Pippa schüttelte den Kopf. »Zuerst Ihr Geschenk.«

Sie löste das Emblem vom Päckchen, und Régine erklärte: »Das ist das Abzeichen meines Vereins. Hiermit sind Sie Mitglied – für die nächsten vierzig Jahre.« Sie kicherte. »Die Rechnung für den Jahresbeitrag kommt zu Beginn des Winters.«

»Also direkt nach den Sommerferien.« Pippa lachte und riss das Päckchen auf. Sie fand zwei Kassetten, von Régine selbst besprochen: ein Okzitanisch-Sprachkurs für Kinder.

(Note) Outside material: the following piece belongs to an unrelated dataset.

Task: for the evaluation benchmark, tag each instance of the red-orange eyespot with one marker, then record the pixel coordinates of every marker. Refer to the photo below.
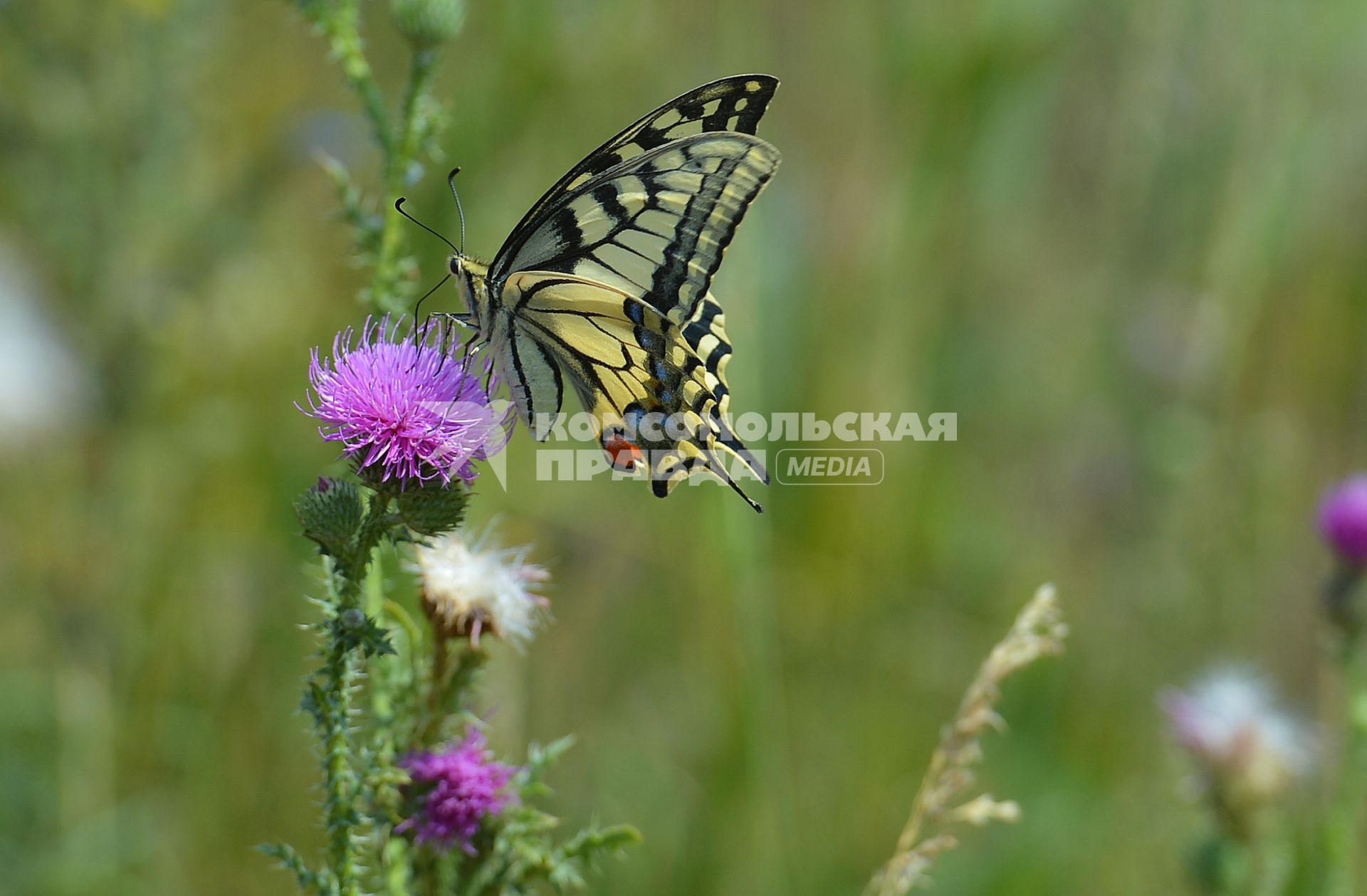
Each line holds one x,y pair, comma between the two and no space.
621,453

Pippa bekam einen Kloß im Hals. »Mercé plan«, sagte sie gerührt.

Die sichtlich zufriedene Régine-Deux ließ keine sentimentale Stimmung aufkommen und zeigte ungeduldig auf den Brief. »Jetzt aber! Was schreibt sie?«

Pippa öffnete das Kuvert, zog den Brief heraus und überflog rasch die Glückwünsche.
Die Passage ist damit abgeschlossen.